Nach einer kurzen theoretischen Einführung ging Ben Anhand eines Beispiels durch die (sehr spannende ) Session.
Am Anfang steht das Domain Modell
Zuerst wird das Domain Modell transaprent von irgendwelchen Querschnittsbelangen (z.B. Persistenz, Security) implementiert. Das ganze geschieht über herkömmliche POJO Klassen. Anschließend wird mit einem Maven Plug-in die Generierung durchgeführt.
Als Ergebnis entsteht zu einem ein Hibernate Mapping File, ein (generisches) Repository, und eine Finder Klasse. Als weiteres wird eine ServiceLayer Fassade generiert, welche zudem generierte DTO (Data Transfer Objects) entgegen nimmt und mittels einem Assembler (Dozer) in die entsprechenden Domain Objekte überführt (und natürlich zurück).
Anschließend wird das Domain Modell iterativ erweitert, nach jeder Iteration findet eines generierung statt. Nachdem das Domain Modell einen stabilen Stand erreicht hat, können nun die Finder Methode implementiert werden, dazu wird eine Abstraktion von ROO zur Verfügung gestellt. (Ähnlich der Hibernate Criteria API).
Ben ging dann noch auf weitere verschiedene Aspekte ein (Verwendung von DTOs etc.).
Am meisten hat mich die Einfachheit und Eleganz des Framework überrascht. Zu einem liefert das Framework einen stabilen Rahmen mit (Namen für die Finder etc.), zum anderen bietet es eine sehr hohe Flexibilität.

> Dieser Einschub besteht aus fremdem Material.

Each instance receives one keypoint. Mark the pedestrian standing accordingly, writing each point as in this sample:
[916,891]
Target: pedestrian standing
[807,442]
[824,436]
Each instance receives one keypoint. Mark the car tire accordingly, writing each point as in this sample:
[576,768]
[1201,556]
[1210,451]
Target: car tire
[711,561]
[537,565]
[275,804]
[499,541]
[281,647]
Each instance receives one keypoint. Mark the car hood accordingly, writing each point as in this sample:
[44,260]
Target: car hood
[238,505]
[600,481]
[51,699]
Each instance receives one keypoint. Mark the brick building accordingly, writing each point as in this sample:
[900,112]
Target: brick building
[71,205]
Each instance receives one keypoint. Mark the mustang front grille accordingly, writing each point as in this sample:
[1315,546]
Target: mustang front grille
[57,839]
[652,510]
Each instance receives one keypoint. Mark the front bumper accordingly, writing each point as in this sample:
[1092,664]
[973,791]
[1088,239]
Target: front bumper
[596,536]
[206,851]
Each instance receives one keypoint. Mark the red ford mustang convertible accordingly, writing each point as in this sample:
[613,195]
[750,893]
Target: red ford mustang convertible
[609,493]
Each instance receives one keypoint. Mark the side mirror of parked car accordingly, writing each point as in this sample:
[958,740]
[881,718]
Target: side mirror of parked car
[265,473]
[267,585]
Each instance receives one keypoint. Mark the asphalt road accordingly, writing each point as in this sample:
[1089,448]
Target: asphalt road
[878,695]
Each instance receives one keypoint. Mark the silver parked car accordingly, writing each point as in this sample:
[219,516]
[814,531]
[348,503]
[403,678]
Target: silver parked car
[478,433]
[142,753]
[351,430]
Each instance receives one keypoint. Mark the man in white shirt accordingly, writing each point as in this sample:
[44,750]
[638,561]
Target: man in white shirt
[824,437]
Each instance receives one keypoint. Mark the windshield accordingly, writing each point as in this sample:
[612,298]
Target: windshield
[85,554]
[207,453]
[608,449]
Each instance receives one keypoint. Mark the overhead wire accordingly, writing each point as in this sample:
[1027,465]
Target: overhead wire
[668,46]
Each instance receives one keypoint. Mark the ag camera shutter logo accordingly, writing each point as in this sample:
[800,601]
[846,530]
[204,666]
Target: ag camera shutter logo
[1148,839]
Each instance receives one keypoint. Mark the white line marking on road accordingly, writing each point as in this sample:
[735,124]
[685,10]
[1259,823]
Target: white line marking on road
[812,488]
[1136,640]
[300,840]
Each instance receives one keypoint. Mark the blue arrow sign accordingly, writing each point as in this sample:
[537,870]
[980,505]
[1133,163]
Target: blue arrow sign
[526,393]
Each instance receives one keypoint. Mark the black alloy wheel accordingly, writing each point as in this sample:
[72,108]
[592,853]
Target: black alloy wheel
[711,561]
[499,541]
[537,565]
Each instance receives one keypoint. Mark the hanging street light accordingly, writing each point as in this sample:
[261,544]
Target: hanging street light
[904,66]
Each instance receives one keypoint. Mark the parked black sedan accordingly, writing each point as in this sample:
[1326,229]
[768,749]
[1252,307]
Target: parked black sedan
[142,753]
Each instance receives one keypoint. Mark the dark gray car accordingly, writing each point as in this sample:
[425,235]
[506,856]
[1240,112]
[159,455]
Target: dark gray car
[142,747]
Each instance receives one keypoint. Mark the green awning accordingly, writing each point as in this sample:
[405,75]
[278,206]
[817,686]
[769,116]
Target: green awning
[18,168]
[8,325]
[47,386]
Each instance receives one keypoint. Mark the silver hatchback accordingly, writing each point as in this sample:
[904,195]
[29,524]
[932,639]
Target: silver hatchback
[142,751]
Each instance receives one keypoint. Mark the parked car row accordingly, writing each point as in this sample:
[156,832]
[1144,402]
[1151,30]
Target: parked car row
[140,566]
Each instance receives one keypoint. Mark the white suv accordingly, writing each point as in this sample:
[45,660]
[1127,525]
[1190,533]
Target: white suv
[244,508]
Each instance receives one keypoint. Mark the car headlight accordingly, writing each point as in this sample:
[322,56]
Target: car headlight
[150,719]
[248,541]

Das Framework wird (wie bereits oben erwähnt) bereits produktiv eingesetzt, leider hat Ben erst ab September für ROO Zeit so dass sich das erste Release noch hinziehen kann
Zu dne letzten beiden Session kann ich leider nicht mhr viel schreiben, da ich diese aus anderen Gründen nur am Rande mitverfolgen konnte.